© JUNGE FREIHEIT Verlag GmbH & Co. KG www.jungefreiheit.de 47/21 / 19. November 2021

Aktuelles Jahresgutachten des Sachverständigenrates
Annalena im Wunderland
Reiner Osbild

Die versprochene „Klimaregierung“ (Annalena Baerbock) will ein Investitionsprogramm in Billionenhöhe anschieben. Das droht die grundgesetzlich verankerte Schuldenbremse von maximal 0,35 Prozent des Bruttoinlandsprodukts (BIP) zu sprengen. Da kommt den Ampel-Verhandlern das Jahresgutachten des Sachverständigenrates, medial die „Wirtschaftsweisen“ genannt, gerade recht. Zwei der nur noch vier Ökonomen versuchen sich in der Quadratur des Kreises und schlagen unter anderem vor: Eingehen öffentlicher Beteiligungen, Eigenkapitalspritzen für die staatseigene Deutsche Bahn und schließlich die Einrichtung von kreditfinanzierten Extrahaushalten, etwa für den Klimaschutz.

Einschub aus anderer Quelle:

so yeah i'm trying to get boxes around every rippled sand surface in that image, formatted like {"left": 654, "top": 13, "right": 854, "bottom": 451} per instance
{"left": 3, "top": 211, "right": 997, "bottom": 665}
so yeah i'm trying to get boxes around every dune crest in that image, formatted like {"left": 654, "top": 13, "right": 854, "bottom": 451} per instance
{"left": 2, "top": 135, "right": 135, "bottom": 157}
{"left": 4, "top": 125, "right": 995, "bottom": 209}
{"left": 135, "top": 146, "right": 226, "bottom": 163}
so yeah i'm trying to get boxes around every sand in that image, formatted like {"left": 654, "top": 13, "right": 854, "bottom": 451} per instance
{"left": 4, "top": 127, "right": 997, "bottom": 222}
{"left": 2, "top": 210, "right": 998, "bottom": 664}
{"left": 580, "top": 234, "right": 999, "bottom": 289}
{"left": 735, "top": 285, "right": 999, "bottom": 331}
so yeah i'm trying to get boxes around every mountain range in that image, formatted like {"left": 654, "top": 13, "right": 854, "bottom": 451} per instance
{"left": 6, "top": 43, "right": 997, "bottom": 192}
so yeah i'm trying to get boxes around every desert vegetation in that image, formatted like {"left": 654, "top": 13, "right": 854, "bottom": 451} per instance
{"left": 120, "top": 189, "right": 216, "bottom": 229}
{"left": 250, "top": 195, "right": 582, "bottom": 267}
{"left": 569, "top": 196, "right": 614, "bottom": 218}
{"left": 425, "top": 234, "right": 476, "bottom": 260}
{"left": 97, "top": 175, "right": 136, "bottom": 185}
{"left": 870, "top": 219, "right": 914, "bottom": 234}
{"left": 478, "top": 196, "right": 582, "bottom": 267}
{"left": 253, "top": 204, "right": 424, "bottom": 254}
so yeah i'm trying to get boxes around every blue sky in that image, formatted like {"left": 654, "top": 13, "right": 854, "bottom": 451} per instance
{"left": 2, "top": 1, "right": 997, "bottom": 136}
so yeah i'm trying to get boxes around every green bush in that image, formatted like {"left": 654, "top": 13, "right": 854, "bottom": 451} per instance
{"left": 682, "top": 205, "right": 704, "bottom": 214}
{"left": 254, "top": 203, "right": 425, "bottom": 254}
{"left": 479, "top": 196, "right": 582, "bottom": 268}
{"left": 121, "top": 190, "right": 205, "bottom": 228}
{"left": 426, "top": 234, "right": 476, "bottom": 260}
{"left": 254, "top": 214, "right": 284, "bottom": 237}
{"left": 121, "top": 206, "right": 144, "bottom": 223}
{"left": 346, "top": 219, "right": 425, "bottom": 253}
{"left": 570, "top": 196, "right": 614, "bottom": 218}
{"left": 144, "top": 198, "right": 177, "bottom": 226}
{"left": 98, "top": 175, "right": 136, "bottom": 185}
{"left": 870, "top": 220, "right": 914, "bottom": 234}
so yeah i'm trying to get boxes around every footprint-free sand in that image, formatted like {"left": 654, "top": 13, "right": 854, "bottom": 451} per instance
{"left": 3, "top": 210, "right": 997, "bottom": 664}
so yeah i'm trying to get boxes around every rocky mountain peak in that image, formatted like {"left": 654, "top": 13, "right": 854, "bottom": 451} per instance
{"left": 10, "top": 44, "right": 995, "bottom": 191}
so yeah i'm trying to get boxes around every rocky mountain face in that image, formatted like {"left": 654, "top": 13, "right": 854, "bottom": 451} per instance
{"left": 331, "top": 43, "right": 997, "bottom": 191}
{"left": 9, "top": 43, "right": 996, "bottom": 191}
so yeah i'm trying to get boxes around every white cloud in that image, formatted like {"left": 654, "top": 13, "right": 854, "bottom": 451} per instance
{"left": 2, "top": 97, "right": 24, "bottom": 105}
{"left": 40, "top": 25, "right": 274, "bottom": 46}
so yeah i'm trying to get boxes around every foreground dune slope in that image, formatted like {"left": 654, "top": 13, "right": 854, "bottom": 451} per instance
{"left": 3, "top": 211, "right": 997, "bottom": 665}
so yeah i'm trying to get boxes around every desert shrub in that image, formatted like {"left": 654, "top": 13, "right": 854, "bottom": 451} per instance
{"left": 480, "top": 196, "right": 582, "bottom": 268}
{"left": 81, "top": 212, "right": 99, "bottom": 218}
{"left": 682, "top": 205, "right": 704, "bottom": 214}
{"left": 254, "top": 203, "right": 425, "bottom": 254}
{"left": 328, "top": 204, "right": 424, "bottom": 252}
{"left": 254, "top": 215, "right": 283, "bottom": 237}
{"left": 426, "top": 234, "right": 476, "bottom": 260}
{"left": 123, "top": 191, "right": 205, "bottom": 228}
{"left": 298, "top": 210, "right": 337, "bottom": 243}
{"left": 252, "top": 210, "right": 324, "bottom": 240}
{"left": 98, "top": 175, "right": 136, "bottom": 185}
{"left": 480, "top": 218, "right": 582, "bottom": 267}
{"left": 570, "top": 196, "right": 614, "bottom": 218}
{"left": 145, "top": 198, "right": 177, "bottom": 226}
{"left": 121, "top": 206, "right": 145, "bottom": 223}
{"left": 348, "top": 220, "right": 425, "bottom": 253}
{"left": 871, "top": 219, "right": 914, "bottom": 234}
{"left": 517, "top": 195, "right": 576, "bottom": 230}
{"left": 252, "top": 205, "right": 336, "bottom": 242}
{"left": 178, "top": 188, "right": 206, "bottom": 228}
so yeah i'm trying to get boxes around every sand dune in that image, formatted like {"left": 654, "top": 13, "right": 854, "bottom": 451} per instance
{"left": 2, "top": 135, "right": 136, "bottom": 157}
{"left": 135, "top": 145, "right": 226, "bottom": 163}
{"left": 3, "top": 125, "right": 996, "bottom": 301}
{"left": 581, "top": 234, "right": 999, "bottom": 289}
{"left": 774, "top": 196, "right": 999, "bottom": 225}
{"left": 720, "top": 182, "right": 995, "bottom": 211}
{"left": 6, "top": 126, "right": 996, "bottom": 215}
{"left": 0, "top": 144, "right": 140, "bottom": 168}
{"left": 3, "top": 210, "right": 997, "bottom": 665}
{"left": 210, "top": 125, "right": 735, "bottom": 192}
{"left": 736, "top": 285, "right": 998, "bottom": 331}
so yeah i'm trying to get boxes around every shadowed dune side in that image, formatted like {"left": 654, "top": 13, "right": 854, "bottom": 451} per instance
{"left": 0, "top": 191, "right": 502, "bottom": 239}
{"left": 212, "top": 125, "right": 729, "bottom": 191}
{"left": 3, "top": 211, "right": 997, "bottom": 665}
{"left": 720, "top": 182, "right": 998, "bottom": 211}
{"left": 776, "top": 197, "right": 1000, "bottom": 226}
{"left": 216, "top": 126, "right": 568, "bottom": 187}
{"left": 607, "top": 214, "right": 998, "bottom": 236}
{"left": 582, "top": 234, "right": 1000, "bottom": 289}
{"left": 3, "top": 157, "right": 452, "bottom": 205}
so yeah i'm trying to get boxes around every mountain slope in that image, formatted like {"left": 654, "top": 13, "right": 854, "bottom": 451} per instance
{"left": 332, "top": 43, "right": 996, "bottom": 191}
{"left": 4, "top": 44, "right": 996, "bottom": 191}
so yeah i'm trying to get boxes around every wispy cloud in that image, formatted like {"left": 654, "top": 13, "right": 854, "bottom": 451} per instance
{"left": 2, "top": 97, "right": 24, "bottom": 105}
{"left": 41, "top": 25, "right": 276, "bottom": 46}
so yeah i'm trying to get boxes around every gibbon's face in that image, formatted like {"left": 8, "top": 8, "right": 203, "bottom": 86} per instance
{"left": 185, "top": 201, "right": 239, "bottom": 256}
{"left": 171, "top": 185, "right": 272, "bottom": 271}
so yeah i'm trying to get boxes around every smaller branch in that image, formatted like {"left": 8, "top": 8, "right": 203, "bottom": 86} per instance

Dabei sollen die Verbindlichkeiten dieser Schattenhaushalte nicht in die Schulden der öffentlichen Hand eingerechnet werden. Sollte die EU diesem Taschenspielertrick nachgeben, würden auch in Südeuropa die Sektkorken knallen: Einer ungehemmten Verschuldung stünde nichts mehr im Weg – mit allen Konsequenzen für die Stabilität des Finanzsystems und der Währung. Die Ökonomen argumentieren, daß eine öffentliche Verschuldung für „Bildung, Digitalisierung und Nachhaltigkeit“ private Vorhaben nicht verdrängen, sondern einen Anreiz für diese schaffen würden. Vorstellbar ist dies angesichts der üppigen Geldversorgung durch die EZB: Ein Staat, der keine Zinsen entrichtet und auch nichts tilgt, da fällige Kredite immer wieder verlängert werden, wird keine direkten finanziellen Lasten an die nächste Generation übertragen und auch nicht den Kapitalmarkt stressen. Das Ei des Kolumbus scheint gefunden.

Allerdings werden Investitionen und ihre Finanzierung der parlamentarischen Kontrolle entzogen. Der Investitionsbegriff droht weiter verwässert zu werden, um alles und jedes durchführen zu können. Da auch die EZB und die EU (Stichwort: Green Deal) die Investitionen in Richtung Klima steuern wollen und die entsprechenden bilanziellen Berichtspflichten bald exorbitant zunehmen werden, stehen wir vor einer umfassenden Investitionslenkung. Kostenlos sind die gigantischen Programme dennoch nicht: Arbeiter und Ingenieure stehen dann nicht mehr für andere Unternehmen zur Verfügung. Das mündet in weniger Produktion, ein geringeres Güterangebot und bringt einen Innovationsstau. Generationengerecht ist das nicht.

Der dänische Statistiker Bjørn Lomborg beziffert die Rendite der Klimaschutzinvestitionen auf minus 90 Prozent (JF 43/21). Damit würden Kindern und Enkeln Investitionsruinen hinterlassen, denen kein meßbarer Klimaeffekt entgegensteht, weil Deutschland dafür viel zu klein ist. Die Lähmung aller anderer Investitionen wird den Produktivitätsfortschritt hemmen, so daß die Einkommen, aus denen auch die demographische Wende finanziert werden sollen, kaum noch steigen dürften. Was auf den ersten Blick aussieht wie „Alice im Wunderland“ entpuppt sich bei näherem Hinsehen als ein Tsunami für unsere junge Generation, dessen Ausmaß zur Zeit kaum zu erahnen ist. Bleibt zu hoffen, daß die Volkswirte und Statistiker den Schuldenpfusch, wenn er denn kommt, nicht mitmachen: Sie haben kürzlich insofern Standfestigkeit bewiesen, indem sie den öffentlich-rechtlichen Rundfunk in den Sektor „Staat“ einbezogen haben. Also freie Bahn für Klarheit und Wahrheit.






Prof. Dr. Reiner Osbild ist Ökonom und Ordinarius an der Hochschule Emden/Leer.